The deep neural network we used for this study had 2 hidden layers fully connected with 400 neurons in each layer. The input dimension was 279. We used hyperbolic tangent activation function in hidden layers, and softmax activation function in the classification layer. We used the stochastic gradient descent method for optimization and categorical cross entropy as the loss function. To avoid over-fitting, we used L2 regularization in each hidden layer as well as dropout with a rate of 0.3. Batch size was 100 and epoch size was 60. In each hidden layer we applied batch normalization. All the deep learning architecture settings were chosen based on an extensive examination of different values and their impact on the overal performance. Since the data size was limited, we considered 10-fold cross-validation technique for model validation.
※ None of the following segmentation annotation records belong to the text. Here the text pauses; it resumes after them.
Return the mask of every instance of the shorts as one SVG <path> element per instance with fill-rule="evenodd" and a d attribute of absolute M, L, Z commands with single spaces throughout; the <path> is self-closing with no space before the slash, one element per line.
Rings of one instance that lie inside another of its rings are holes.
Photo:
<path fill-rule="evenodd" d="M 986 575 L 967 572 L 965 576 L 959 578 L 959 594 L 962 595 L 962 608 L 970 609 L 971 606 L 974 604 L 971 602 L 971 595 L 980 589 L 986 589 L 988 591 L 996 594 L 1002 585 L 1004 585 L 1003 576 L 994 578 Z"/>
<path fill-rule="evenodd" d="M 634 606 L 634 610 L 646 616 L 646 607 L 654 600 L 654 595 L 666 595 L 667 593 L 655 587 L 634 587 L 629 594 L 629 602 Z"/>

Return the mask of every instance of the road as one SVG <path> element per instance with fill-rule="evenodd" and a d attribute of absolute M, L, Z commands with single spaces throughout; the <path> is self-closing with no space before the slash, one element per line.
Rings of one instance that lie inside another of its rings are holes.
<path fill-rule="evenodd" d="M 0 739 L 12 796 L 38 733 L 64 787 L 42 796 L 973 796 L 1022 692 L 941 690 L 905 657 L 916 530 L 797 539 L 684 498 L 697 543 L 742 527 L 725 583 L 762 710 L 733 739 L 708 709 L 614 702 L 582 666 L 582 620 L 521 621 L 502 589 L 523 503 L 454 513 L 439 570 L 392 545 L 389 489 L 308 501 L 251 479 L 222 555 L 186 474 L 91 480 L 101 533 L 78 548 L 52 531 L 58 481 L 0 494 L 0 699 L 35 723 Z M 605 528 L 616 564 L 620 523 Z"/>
We shuffled the data before each run.
Model Evaluation
We ran each algorithm 10 times. In each run, the data was shuffled randomly and 10-fold-cross-validation was employed to evaluate the performance (90% for training and 10% for testing). The performance metrics (i.e., accuracy, precision, recall and F-measure) were averaged after 10 folds.
The accuracy metric reports the model overall performance on the test set; however, recall and precision metrics of these models are more important in our task. If the actual outcome for a patient is mortality within a year, recall metric evaluates how many times the model was able to predict this correctly that a patient died within a year (true positive) out of all the patients who actually died within a year (true positive + false negative). Precision, on the other hand, evaluates how many times a correct prediction (true positive) happened out of all positive predictions made by the model regardless of their correctness (true positive + false positive). False negative in this study means that a patient who is predicted to live within a year actually died. False positive in this study means a patient who is predicted to have died within a year did not die. F-measure evaluates the balance between these two metrics. Although the receiver operator characteristics (ROC) curve is another popular evaluation metric, its interpretation requires caution when used with imbalanced datasets [31]. Since our dataset is imbalanced, we used precision-recall plot for the visual evaluation of the binary classifier.
Results
In our previous study [18], we first compared the performance of various machine learning models on each set of structured features separately and then compared them to the performance of machine learning models on the combined dataset (admission + treatment + lab and chart values + demographics + comorbidities). We observed that LMT and simple logistic models achieved the best accuracy of 85.12% on the combined dataset. The recall values were low (from 0.499 to 0.660). Only the J48 classifier yielded a precision of 0.993 using the admission dataset alone, while other performance metrics decreased notably comparing to using the combined dataset. Then we showed that a deep learning model can enhance the performance. Our deep learning model achieved 82.02% accuracy, while boosted recall and F-measure metrics to 0.820 and 0.813, respectively. All features used in the previous study were derived from structured data.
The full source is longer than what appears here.